Das Licht dieser Welt hat Ernst Wichert - wohlgemerkt der mit dem einfachen „i“ - am 11. März 1831 in Insterburg erblickt, wo der Vater Assessor beim Oberlandesgericht war. „Die Wichert (auch Weichardt, Weigert, Wichart, Wiechert = Weichherz) stammen aus dem preußischen Städtchen Mühlhausen, welches im XIV. Jahrhundert, wenn ich nicht irre, von Thüringen begründet ist“, schreibt Wichert in seiner Autobiographie „Richter und Dichter“ (1899). „Der Name soll in dem dortigen Mühlhausen noch vertreten sein. Ein gelehrter Vetter, dem diese Dinge interessanter sind, als mir, hat sich viel Mühe gegeben, aus Kirchenbüchern und anderen Urkunden eine Namenreihe aufzustellen, die ziemlich weit zurückreicht, aber meines Wissens keine Persönlichkeit von irgendwie individueller Bedeutung enthält.“

„Mir, dem Juristen“, so Wichert weiter, „könnte es vielleicht Bedeutung haben, daß der nachweisbare Stammvater Hans Weichardt gegen Ende des XVI. Jahrhunderts Schultz (also Richter) von Niklauken, einem Dorf bei Mühlhausen, und dessen Sohn Kaspar, Mälzenbräuer in Mühlhausen (gest. 1682), zuletzt judex emeritus daselbst gewesen ist. Sein Sohn Martin, ebenfalls Mälzenbräuer, hatte mehrere Söhne. Der eine davon, Johann, getauft 1693, ging als Bäckermeister nach Königsberg und ist dort in die Hauptrolle eingetragen worden. Von ihm leite ich meine Abstammung her. Ein anderer Sohn, namens Michael, Stadtschreiber, Postverwalter und Königlicher Accisseneinnehmer in Mühlhausen, ist der Stammvater der 1804 geadelten Linie.“

„Mein Vater wollte übrigens viel höher hinaus“, fährt Wichert fort. „Er scherzte mitunter, unser Urahn sei kein geringerer als der erste, der auf den Mauern von Jerusalem gestanden habe. Der Ritter, von welchem diese Heldentat aus dem ersten Kreuzzuge berichtet wird, hieß nämlich Wichart ...“

Durch die häufigen Versetzungen des Vaters gelangte der junge Ernst zunächst nach Königsberg, wo er die Schule besucht, dann nach Pillau (1839), wo sich ihm ein ganz neues Leben auftut. Das bunte Treiben in der Hafenstadt fasziniert den Jungen. Kein Wunder, daß er später Seemann werden wollte.

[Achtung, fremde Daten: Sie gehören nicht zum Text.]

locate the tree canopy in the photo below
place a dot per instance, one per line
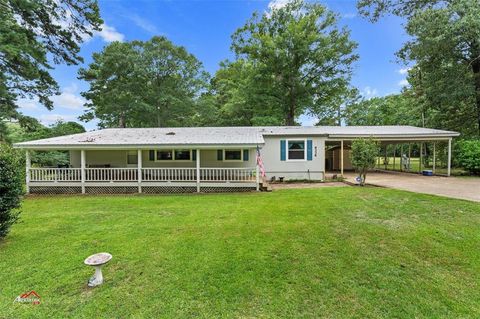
(293, 60)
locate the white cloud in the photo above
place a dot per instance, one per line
(68, 99)
(277, 4)
(349, 15)
(369, 92)
(48, 119)
(27, 104)
(144, 24)
(110, 34)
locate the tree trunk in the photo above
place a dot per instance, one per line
(476, 76)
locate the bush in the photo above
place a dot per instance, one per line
(364, 154)
(469, 155)
(11, 187)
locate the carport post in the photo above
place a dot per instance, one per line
(341, 158)
(449, 156)
(139, 170)
(434, 158)
(198, 170)
(82, 169)
(28, 164)
(421, 158)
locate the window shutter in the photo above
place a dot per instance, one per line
(245, 155)
(309, 150)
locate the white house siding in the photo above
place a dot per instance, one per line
(274, 166)
(118, 158)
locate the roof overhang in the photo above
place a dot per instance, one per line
(59, 147)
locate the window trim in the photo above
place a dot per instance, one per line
(173, 155)
(232, 149)
(304, 150)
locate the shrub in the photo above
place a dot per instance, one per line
(469, 155)
(11, 187)
(364, 154)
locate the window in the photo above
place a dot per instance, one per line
(233, 155)
(132, 157)
(296, 150)
(182, 155)
(165, 155)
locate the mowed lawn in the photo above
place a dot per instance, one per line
(337, 252)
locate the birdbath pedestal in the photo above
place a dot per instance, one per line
(97, 261)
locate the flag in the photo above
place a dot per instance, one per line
(260, 163)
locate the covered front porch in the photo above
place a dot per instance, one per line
(162, 170)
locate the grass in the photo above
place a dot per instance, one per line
(337, 252)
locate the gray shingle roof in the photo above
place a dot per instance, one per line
(205, 136)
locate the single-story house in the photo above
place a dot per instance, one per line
(183, 159)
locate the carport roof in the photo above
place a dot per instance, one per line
(222, 136)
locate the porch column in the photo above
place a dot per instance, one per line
(434, 158)
(257, 176)
(341, 158)
(28, 164)
(82, 169)
(449, 161)
(139, 170)
(198, 171)
(421, 158)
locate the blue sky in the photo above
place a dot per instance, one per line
(204, 28)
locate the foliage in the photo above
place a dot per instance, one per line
(235, 255)
(30, 129)
(294, 59)
(11, 188)
(143, 84)
(31, 33)
(444, 49)
(364, 155)
(469, 155)
(395, 109)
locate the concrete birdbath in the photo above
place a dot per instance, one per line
(97, 261)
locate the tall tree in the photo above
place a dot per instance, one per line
(301, 58)
(33, 33)
(143, 84)
(445, 51)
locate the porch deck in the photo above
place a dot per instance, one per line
(192, 179)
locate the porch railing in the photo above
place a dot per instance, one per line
(147, 174)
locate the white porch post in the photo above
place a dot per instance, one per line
(449, 163)
(198, 171)
(434, 159)
(139, 170)
(82, 167)
(257, 177)
(28, 164)
(341, 158)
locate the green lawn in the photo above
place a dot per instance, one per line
(339, 252)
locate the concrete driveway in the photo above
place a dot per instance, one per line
(456, 187)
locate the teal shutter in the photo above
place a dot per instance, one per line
(309, 150)
(245, 155)
(283, 150)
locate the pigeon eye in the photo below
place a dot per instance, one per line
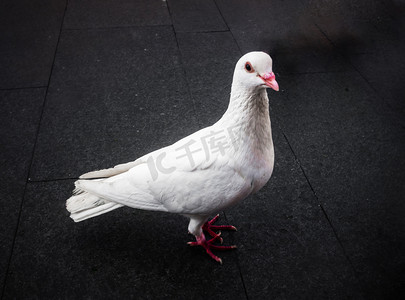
(249, 68)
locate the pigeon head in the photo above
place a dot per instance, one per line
(254, 71)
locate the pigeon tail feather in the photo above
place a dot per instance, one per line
(83, 205)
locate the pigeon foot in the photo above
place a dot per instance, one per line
(208, 227)
(208, 245)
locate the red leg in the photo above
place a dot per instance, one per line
(208, 245)
(208, 227)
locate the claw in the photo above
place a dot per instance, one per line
(208, 227)
(208, 246)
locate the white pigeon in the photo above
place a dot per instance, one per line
(201, 174)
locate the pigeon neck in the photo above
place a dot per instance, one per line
(248, 117)
(248, 106)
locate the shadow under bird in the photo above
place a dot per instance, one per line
(201, 174)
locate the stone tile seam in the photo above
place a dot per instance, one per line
(356, 69)
(324, 212)
(31, 160)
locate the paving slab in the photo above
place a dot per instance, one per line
(28, 36)
(97, 14)
(125, 254)
(196, 16)
(286, 247)
(351, 147)
(115, 95)
(19, 117)
(369, 35)
(283, 30)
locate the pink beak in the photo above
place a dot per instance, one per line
(270, 80)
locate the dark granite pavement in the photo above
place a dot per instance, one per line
(88, 84)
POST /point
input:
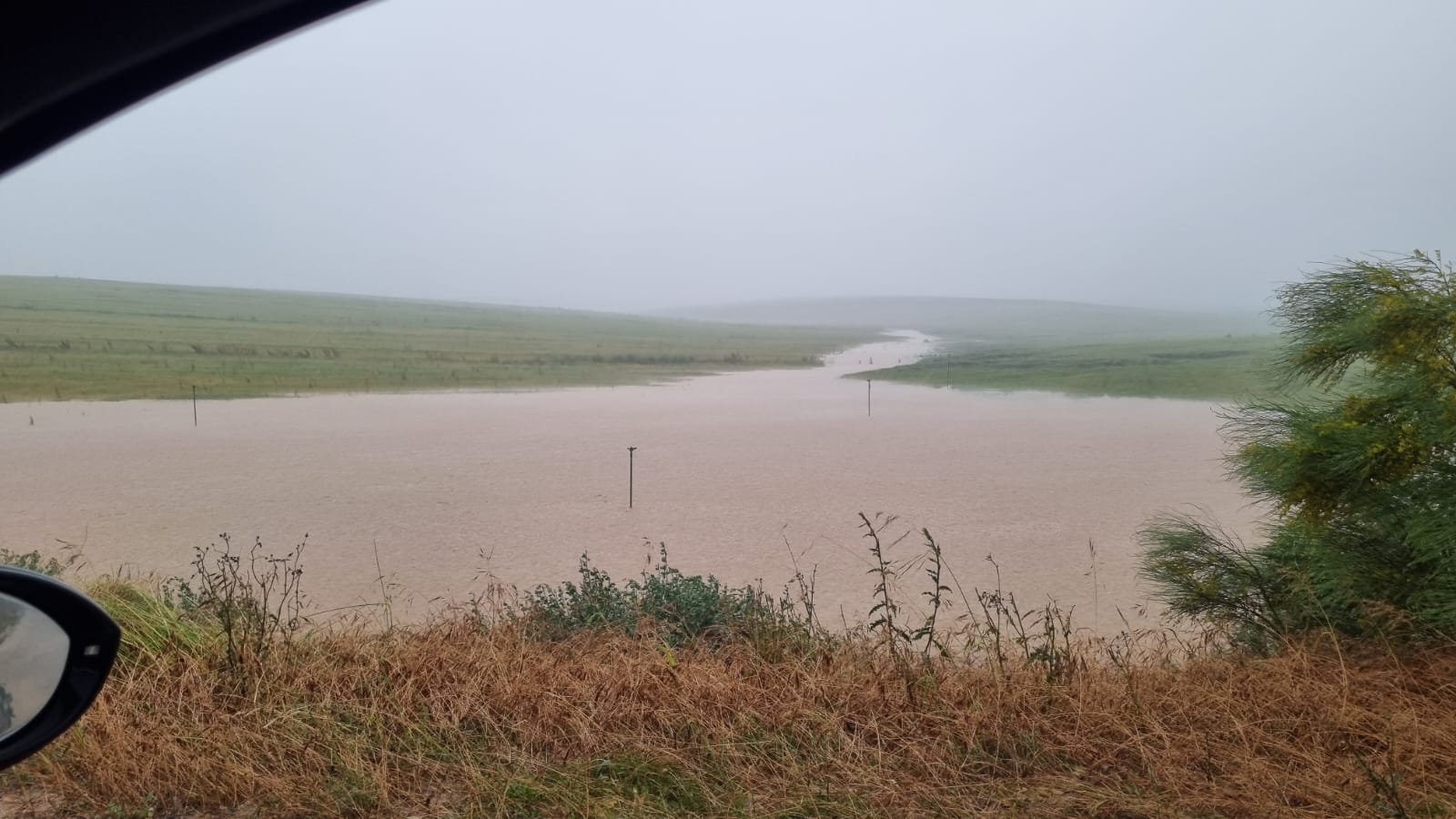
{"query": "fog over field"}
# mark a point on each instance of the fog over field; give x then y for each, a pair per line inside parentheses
(650, 155)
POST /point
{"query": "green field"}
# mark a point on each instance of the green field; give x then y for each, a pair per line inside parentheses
(1222, 369)
(999, 321)
(67, 339)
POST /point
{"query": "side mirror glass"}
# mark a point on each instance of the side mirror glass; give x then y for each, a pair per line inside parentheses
(56, 651)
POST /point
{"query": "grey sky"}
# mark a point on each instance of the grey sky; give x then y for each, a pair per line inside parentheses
(635, 155)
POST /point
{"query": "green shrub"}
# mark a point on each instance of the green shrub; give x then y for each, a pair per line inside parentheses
(677, 608)
(1360, 479)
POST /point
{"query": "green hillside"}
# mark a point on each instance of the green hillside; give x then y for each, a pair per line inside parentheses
(989, 319)
(66, 339)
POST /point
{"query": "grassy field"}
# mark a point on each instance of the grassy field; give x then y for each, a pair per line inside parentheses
(999, 321)
(686, 698)
(1220, 369)
(65, 339)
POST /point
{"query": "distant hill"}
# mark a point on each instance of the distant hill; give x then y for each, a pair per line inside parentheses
(989, 319)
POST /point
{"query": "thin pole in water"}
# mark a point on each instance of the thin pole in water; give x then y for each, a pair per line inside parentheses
(631, 472)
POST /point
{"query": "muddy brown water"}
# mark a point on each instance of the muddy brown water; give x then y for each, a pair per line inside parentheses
(732, 472)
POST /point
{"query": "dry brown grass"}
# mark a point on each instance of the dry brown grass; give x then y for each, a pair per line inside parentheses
(453, 719)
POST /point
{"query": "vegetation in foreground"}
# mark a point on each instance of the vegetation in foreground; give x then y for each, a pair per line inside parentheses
(1216, 369)
(1359, 471)
(104, 339)
(676, 695)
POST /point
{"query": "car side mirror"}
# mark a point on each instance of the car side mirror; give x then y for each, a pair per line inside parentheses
(56, 651)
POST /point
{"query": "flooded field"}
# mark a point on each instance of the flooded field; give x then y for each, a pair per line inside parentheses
(732, 472)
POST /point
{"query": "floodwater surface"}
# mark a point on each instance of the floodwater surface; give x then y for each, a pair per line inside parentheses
(733, 472)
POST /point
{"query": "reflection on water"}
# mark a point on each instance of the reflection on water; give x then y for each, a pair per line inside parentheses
(730, 471)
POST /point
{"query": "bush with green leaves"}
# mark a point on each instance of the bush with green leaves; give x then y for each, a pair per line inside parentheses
(1361, 475)
(679, 608)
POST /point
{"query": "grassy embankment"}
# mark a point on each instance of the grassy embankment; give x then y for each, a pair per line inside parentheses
(104, 339)
(1053, 346)
(1218, 369)
(677, 697)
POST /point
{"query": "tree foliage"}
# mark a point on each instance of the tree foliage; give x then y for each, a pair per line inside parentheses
(1360, 477)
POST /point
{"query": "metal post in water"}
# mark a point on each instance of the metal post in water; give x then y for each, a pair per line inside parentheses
(631, 471)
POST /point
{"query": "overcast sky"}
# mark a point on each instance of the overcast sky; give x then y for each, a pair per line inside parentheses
(637, 155)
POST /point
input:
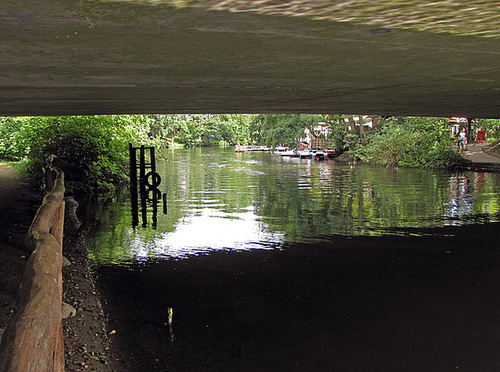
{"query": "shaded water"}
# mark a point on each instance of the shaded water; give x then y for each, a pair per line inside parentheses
(275, 263)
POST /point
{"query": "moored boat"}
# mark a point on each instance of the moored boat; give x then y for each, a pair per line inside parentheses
(240, 148)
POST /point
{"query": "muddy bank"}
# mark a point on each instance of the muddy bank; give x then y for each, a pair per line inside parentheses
(85, 340)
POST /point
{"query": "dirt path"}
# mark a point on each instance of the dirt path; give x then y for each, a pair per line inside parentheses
(86, 343)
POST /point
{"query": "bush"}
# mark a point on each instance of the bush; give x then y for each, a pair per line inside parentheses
(12, 144)
(91, 150)
(415, 144)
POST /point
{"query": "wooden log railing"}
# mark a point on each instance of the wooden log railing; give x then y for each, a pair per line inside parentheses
(33, 340)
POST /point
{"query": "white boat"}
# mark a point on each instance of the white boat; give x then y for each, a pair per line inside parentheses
(305, 154)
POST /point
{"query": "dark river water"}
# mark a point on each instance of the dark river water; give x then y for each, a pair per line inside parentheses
(271, 263)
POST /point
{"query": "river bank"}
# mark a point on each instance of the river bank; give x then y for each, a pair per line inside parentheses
(86, 342)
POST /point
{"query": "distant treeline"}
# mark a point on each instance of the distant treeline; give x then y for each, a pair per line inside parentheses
(92, 150)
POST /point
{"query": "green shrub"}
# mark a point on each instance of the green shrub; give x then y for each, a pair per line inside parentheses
(91, 150)
(419, 144)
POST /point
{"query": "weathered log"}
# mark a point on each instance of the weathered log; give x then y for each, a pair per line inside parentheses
(48, 215)
(33, 340)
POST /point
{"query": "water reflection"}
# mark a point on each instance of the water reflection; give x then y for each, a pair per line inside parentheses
(222, 201)
(208, 230)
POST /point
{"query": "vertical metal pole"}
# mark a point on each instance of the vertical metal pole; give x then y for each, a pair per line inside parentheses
(142, 186)
(153, 159)
(133, 185)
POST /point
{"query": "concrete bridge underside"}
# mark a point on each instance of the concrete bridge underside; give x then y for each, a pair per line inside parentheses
(439, 58)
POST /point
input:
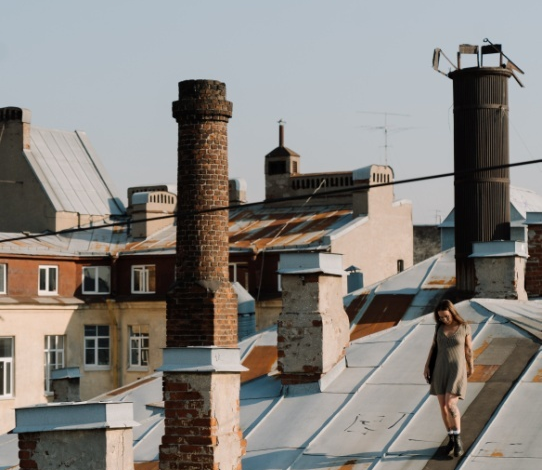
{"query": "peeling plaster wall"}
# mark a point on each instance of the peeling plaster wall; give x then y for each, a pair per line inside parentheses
(500, 278)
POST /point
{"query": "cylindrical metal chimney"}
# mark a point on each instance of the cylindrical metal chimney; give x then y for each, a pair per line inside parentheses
(482, 198)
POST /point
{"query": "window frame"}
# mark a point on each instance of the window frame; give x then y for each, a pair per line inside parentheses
(3, 278)
(144, 278)
(5, 371)
(47, 268)
(139, 338)
(96, 279)
(59, 352)
(96, 337)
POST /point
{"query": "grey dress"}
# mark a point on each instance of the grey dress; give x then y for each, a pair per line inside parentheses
(450, 374)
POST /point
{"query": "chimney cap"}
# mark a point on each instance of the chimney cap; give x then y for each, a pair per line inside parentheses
(74, 416)
(66, 373)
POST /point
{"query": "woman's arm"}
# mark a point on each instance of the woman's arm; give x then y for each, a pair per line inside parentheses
(468, 355)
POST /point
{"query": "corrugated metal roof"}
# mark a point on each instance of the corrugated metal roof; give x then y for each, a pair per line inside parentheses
(376, 412)
(261, 227)
(71, 173)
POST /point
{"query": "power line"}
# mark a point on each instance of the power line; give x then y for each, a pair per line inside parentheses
(350, 189)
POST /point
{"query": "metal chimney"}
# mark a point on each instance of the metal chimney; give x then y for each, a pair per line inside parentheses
(482, 197)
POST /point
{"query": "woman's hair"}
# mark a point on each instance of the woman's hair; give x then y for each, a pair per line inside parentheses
(444, 305)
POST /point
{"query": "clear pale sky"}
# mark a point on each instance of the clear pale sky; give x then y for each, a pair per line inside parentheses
(111, 68)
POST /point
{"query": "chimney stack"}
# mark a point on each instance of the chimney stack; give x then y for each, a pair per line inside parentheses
(313, 328)
(201, 361)
(482, 198)
(93, 435)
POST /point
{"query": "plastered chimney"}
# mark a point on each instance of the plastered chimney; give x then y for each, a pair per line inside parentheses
(201, 367)
(500, 269)
(313, 328)
(83, 436)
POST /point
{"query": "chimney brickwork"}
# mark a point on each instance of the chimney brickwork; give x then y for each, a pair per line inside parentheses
(202, 424)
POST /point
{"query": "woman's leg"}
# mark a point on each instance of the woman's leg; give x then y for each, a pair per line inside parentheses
(450, 402)
(454, 417)
(444, 411)
(448, 422)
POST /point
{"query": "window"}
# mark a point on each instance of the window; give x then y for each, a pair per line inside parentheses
(97, 345)
(6, 367)
(96, 280)
(139, 346)
(54, 358)
(3, 279)
(48, 280)
(143, 279)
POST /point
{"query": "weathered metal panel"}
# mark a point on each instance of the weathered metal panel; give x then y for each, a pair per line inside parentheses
(276, 431)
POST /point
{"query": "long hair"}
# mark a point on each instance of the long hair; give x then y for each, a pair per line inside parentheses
(444, 305)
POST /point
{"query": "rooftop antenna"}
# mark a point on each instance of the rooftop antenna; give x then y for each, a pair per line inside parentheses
(386, 128)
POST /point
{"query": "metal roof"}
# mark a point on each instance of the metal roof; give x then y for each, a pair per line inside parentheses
(521, 201)
(376, 411)
(71, 173)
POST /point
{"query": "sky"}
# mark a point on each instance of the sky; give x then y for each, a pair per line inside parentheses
(335, 71)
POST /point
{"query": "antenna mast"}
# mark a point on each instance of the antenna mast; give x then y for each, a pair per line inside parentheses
(385, 128)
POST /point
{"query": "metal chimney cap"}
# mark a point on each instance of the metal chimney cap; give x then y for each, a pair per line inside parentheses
(499, 249)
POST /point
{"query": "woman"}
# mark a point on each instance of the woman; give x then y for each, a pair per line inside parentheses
(453, 365)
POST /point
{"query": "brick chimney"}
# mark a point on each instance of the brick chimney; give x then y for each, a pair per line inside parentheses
(201, 360)
(313, 328)
(76, 435)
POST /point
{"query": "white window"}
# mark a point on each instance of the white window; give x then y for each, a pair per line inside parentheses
(139, 346)
(97, 346)
(48, 280)
(143, 279)
(6, 367)
(54, 358)
(3, 278)
(96, 279)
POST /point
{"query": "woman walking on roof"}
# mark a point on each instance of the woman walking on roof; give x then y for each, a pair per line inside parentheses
(453, 365)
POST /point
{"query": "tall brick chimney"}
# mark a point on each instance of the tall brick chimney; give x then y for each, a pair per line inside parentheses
(201, 360)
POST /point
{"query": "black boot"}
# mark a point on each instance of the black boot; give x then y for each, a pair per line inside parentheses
(458, 446)
(448, 448)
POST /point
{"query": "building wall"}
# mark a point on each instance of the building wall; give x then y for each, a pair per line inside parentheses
(376, 245)
(29, 325)
(25, 206)
(426, 242)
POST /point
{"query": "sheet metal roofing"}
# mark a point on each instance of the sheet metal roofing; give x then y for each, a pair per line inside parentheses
(260, 227)
(374, 410)
(521, 201)
(71, 172)
(376, 413)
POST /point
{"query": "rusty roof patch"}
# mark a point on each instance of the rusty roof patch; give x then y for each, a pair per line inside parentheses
(383, 312)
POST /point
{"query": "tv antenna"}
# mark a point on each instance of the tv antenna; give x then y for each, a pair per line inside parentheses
(386, 128)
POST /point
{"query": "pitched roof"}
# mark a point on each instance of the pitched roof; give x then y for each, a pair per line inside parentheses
(269, 227)
(71, 173)
(375, 411)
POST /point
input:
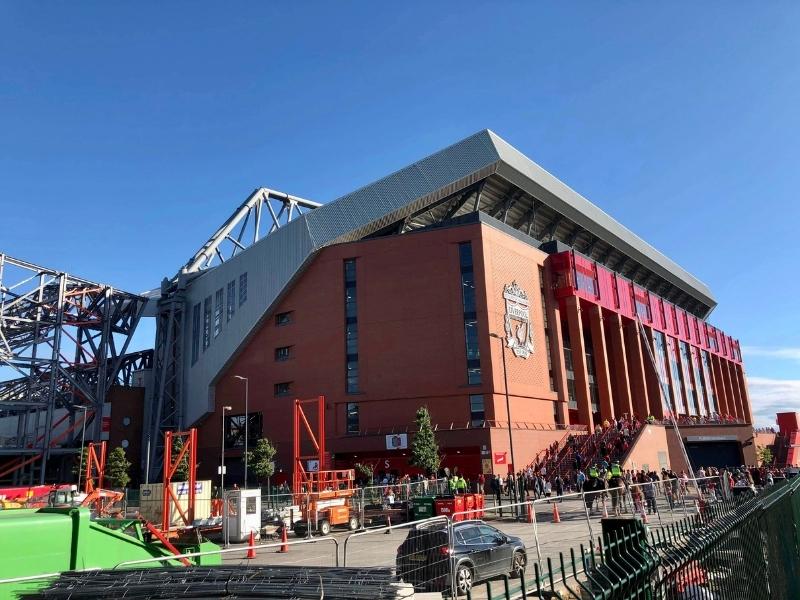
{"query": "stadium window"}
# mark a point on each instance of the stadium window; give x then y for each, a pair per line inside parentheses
(195, 332)
(231, 300)
(585, 279)
(283, 318)
(470, 319)
(351, 327)
(206, 323)
(283, 389)
(218, 312)
(242, 288)
(351, 416)
(477, 413)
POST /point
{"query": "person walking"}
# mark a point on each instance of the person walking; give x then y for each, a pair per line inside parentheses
(558, 483)
(497, 490)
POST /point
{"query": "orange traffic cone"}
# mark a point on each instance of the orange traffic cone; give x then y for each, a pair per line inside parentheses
(251, 545)
(284, 540)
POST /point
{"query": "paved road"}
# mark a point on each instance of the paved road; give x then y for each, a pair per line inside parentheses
(378, 548)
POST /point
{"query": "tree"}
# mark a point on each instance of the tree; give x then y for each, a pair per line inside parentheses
(424, 449)
(117, 468)
(261, 460)
(182, 472)
(765, 456)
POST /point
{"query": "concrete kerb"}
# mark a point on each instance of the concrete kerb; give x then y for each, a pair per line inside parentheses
(243, 550)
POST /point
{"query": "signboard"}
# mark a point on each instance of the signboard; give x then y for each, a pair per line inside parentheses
(518, 321)
(712, 438)
(397, 441)
(183, 488)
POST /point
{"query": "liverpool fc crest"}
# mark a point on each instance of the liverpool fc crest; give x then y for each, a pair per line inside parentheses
(518, 322)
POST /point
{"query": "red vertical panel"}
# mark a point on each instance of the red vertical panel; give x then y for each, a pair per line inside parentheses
(606, 288)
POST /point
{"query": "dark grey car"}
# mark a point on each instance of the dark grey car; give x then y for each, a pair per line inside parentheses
(479, 552)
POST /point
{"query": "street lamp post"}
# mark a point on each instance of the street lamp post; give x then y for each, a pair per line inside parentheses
(222, 457)
(246, 423)
(83, 443)
(508, 411)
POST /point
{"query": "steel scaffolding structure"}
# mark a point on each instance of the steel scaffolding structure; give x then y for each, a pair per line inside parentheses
(263, 212)
(63, 341)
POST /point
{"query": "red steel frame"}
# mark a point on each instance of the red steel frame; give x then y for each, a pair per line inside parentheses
(616, 293)
(95, 467)
(170, 466)
(299, 475)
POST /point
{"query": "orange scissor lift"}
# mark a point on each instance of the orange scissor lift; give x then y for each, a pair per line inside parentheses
(325, 497)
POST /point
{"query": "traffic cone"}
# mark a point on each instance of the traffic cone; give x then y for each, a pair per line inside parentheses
(251, 546)
(284, 540)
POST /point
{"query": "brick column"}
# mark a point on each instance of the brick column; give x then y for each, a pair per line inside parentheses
(636, 368)
(575, 327)
(652, 378)
(701, 389)
(556, 350)
(719, 387)
(748, 409)
(601, 374)
(690, 410)
(621, 381)
(733, 382)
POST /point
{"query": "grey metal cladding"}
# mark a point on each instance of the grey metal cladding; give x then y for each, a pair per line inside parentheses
(365, 207)
(523, 172)
(274, 260)
(270, 264)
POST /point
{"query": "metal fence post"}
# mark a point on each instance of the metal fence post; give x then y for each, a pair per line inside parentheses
(535, 531)
(588, 520)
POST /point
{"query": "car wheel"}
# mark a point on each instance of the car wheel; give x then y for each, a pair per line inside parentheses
(324, 527)
(463, 579)
(518, 564)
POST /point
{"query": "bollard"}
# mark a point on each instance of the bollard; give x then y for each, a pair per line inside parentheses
(251, 546)
(284, 540)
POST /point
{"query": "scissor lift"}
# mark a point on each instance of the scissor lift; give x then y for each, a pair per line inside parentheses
(324, 496)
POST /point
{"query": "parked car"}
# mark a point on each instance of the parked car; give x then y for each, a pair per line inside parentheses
(479, 552)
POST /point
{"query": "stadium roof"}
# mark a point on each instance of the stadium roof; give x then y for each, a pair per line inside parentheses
(483, 172)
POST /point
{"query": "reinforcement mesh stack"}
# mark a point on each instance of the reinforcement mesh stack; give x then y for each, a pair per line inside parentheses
(284, 583)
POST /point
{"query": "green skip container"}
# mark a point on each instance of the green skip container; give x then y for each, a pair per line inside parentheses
(422, 507)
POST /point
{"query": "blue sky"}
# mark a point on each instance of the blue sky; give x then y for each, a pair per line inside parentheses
(128, 133)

In der Schule war es der Zeichenlehrer, der ihm Besonderes mit auf den Weg gab. Er hatte „eine vortreffliche Art, uns vor allem sehen zu lehren“. „Daraus hat sich dann bei mir eine sehr starke Neigung entwickelt, nach der Natur zu zeichnen. Bei allen Ferienausflügen, bis in die letzte Zeit, habe ich mein Skizzenbuch in der Tasche mitgetragen und mit leidenschaftlichem Eifer alles zu Papier gebracht, was mir des Behaltens wert und zu solcher Aufnahme geeignet schien. Durch diese langjährige Übung hat sich auch mein Formengedächtnis scharf entwickelt, so daß ich imstande gewesen bin, mir ein Landschaftsbild im ganzen und in seinen Einzelheiten vorzustellen.“ Auch während seiner Tätigkeit als Richter hat sich Wichert „die Stunden gekürzt, ohne an Aufmerksamkeit für die Verhandlungen irgendwie etwas einzubüßen“ und gezeichnet. Ähnlich seinem Landsmann E. T. A. Hoff- mann, der während der Sitzungen allerdings bissige Karikaturen zeichnete. - Ein weiteres Erlebnis prägte den jungen Ernst Wichert während des Aufenthalts in Pillau. Gemeinsam mit dem Lehrer Born wanderte der damals Elfjährige zu Fuß nach Danzig und von dort nach Marienburg und Elbing. „Die in Danzig und Marienburg gewonnenen Eindrücke, allerdings wiederholt aufgefrischt, wirkten noch stark nach, als ich vierzig Jahre später meinen Roman ,Heinrich von Plauen‘ schrieb.“

Anfang 1843 ging es dann zurück nach Königsberg, wo der Vater zum Oberlandesgerichtsrat ernannt wurde. Dort besuchte Wichert das Altstädtische Gymnasium und bestand 1850 das Abitur. An der Albertina studierte er Jura, beschäftigte sich nebenbei jedoch auch mit Geschichte und Literatur, war er doch in einem musisch interessierten Elternhaus aufgewachsen. Der Vater Ernst verfaßte selbst Gedichte, Übersetzungen und dramatische Fragmente. „Ich hatte den Eindruck“, so der Sohn später, „daß diese Poeme zu künstlich geformt und nicht ursprünglich genug empfunden seien, daß die ernsten meist an zu starkem rhetorischem Pathos, die heiteren aber an übertriebener Komik litten.“ Die Mutter Luise konnte herrliche Geschichten erzählen und zu den aus den Bilderbogen ausgeschnittenen Theaterfiguren Stücke erfinden. Sie bastelte abenteuerliche Kulissen, und bald versuchten die Kinder selbst Theater zu spielen.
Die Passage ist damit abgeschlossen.